And Elizabeth Ann had to stay after school because there was no one home at noon except Rosa and Annie. Rosa did not say anything when she said she had been kept in and that was why she was late, and for a minute Elizabeth Ann thought of asking her to write the absence excuse.

"Anyone can write it," Emma Spinelli had said that morning. "Your aunt doesn't have to—lots of times my big brother writes mine."

But Elizabeth Ann was sure that Rosa would not write an excuse for her, unless Aunt Isabel was told of it first.

Miss Brice was very much put out when Elizabeth Ann appeared at school the next morning without her excuse. She scolded her before the whole class, and the little girl was glad that Emma Spinelli was not there—she was at home sick with a cold—because Emma would certainly think it was queer that she did not tell her aunt about the party. She herself did not know why the longer she put off telling the harder it seemed to tell, but it was.
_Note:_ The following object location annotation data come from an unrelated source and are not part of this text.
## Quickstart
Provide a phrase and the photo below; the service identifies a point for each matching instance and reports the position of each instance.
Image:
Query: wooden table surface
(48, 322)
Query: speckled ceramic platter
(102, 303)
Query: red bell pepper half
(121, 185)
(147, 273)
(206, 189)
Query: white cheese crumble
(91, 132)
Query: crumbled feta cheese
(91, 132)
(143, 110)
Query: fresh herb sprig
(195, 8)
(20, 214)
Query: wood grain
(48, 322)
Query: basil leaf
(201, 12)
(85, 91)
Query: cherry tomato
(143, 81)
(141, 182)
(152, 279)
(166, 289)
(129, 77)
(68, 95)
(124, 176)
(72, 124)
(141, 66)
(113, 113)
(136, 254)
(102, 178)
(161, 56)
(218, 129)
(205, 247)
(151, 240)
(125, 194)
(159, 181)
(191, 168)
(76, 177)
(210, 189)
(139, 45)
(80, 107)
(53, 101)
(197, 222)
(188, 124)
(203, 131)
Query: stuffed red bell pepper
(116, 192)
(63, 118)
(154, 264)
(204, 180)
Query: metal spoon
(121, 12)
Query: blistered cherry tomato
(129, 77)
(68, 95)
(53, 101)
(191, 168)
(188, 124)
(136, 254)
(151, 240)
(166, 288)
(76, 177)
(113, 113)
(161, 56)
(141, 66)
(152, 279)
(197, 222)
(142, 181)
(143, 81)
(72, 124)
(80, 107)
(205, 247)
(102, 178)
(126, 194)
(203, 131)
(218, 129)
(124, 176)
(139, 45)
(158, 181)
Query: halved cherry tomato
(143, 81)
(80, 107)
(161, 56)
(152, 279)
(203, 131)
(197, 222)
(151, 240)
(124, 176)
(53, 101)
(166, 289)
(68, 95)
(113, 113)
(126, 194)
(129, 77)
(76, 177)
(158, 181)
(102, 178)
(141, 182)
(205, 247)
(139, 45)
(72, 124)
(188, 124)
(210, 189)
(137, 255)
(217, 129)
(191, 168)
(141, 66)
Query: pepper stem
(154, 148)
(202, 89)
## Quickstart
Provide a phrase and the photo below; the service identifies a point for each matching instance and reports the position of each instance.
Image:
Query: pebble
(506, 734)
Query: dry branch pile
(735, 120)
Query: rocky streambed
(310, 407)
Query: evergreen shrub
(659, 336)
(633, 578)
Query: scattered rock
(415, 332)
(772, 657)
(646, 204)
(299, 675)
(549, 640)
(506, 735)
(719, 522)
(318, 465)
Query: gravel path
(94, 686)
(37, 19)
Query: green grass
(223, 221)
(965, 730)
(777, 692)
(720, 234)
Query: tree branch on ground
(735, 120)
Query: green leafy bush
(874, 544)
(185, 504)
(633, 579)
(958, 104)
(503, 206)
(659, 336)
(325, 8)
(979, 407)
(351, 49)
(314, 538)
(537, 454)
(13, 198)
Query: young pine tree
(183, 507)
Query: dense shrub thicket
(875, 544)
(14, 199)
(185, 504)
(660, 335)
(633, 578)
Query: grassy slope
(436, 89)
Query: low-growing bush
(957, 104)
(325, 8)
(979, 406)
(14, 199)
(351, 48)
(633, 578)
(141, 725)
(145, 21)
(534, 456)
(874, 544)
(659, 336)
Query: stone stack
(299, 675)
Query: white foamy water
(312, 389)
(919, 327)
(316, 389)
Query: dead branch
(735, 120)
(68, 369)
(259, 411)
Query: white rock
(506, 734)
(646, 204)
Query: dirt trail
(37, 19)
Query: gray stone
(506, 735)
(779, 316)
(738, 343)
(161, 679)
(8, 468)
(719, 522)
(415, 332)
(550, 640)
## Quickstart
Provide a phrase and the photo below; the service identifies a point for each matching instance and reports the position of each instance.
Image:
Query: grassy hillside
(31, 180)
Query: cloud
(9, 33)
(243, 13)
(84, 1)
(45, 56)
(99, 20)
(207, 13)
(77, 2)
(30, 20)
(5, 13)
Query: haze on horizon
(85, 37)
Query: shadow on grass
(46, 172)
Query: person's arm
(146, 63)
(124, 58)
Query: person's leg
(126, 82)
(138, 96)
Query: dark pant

"If you come back to school this afternoon without that excuse," said Miss Brice, when on the fourth morning Elizabeth Ann had to confess that she had not brought the absence excuse, "you will have to go home. You cannot come to school again till you bring me a written excuse."

Elizabeth Ann went home to lunch at noon wishing with all her heart that she had told Aunt Isabel about the party at once. And then when she reached the apartment, she found Aunt Isabel in wild excitement packing her bag to go to Atlantic City.

"Mrs. Carter telephoned me only this morning," said Aunt Isabel, hastily folding up a pretty petticoat. "She wants me to go down with her for the week-end. Uncle Ralph will be home, dear, and you'll have Rosa. I'll bring you something nice, too."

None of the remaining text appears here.